The love triangle, the advocacy for the life of the mind, and the theme of racism are all there but are not as fully registered in the drawn out John Ford film. Frankly, Compton’s script is better than the James Warner Bellah-Willis Goldbeck screenplay. This is not written to take away from the indispensability of the great Ford but his 1962 film version doesn’t cohere as tightly as this play. Therefore, Compton and director Brian P. Joyce have rescued author Johnson’s original: like right out of a western! Joyce has clearly drilled into the deep feelings, anxieties, fears and hopes of isolated people in circumstances that only a generous fate and a higher power might be able to lift above the collective resignation. What’s more is he has steeped his production in the very essence of the old west marvelously.
Joyce knows his stuff. He has a vivid eye for the grit and ruggedness of a people and of a specific point in time. The look of the TRP production itself seems lifted right out of that time! Timmy Rawerts’s Marshal Johnson is a lifelike manifestation you could imagine walking the wooden sidewalks of Fort Sumner, New Mexico on the lookout for Billy the Kid. The entire acting ensemble evokes the old west, all perfectly costumed by E. Emily Heaney. They include Joseph Homrich, Jacob Marcott, Shara Marquez, Selma Petterson, and Celia Adeline Wendt. Set designers Latoya Dennis and Sadie Ward capture the worn look of the saloon – it’s right on target. Mark Kieffer’s lighting, Jeff Musch’s sound design, music composition by Adam Conrad, and Robert J. Smith’s props reinforce the wild west spirit well.

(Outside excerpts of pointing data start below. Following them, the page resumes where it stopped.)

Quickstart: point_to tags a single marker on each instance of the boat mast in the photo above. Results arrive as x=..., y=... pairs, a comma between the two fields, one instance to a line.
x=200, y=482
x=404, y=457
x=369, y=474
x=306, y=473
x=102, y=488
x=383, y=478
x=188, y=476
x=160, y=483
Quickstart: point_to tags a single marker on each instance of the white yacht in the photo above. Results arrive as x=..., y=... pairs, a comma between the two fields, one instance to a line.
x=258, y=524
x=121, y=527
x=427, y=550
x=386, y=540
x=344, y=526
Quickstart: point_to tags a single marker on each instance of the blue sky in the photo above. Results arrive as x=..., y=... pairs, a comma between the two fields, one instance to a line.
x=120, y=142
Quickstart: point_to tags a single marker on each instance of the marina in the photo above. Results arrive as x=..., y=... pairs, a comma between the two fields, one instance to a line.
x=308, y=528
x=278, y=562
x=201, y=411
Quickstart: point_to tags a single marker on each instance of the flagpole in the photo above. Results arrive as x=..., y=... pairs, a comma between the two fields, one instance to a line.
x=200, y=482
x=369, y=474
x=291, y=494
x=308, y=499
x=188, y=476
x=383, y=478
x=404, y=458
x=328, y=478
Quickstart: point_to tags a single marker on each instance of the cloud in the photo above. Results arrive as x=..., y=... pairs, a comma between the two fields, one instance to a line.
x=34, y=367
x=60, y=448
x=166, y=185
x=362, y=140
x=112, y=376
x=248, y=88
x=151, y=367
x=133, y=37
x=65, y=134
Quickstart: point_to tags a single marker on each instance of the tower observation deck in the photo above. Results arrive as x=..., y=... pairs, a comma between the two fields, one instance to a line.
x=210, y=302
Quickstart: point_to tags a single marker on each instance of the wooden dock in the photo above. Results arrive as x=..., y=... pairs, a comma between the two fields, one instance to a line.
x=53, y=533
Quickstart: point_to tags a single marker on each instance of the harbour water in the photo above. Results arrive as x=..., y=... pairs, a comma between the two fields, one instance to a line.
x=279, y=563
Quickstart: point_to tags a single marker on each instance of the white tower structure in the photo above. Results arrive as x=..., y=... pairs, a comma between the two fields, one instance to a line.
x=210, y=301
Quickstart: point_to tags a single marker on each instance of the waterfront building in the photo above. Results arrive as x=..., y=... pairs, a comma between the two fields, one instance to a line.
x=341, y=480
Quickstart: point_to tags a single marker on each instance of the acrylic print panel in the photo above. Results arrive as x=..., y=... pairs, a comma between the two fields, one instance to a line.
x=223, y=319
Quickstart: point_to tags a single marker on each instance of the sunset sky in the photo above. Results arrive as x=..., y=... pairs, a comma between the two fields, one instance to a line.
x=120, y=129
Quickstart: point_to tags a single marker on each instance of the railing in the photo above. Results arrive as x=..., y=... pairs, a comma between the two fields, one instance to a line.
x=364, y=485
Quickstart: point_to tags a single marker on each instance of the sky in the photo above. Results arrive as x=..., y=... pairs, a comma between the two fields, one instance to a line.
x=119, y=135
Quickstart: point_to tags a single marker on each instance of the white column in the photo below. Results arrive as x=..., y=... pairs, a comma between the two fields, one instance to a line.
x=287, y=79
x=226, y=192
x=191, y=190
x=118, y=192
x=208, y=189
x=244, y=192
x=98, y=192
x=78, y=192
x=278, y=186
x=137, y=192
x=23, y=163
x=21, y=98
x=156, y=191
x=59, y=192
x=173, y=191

It’s likely that after seeing the production a lot of folks will go to YouTube to hear Gene Pitney’s spine-tingling rendition of the ballad “The Man Who Shot Liberty Valance” by the incomparable Bacharach and David. Seeing the TRP production will only make hearing it again or for the first time all the more resplendent.
Note: John Ford left us with some towering westerns like The Searchers, Stagecoach, Fort Apache and the post-western, The Grapes of Wrath. If Compton’s script is ever filmed, one would hope that someone like a contemporary Ford, a George Stevens, or a Budd Boetticher would do so—someone who would keep the gore and violence to a minimum and let the characters, the period, and Compton’s structure and its spirit take the lead. Pray God Compton doesn’t do “a Tracy Letts”, who let the wrong film director derange his great play, August: Osage County.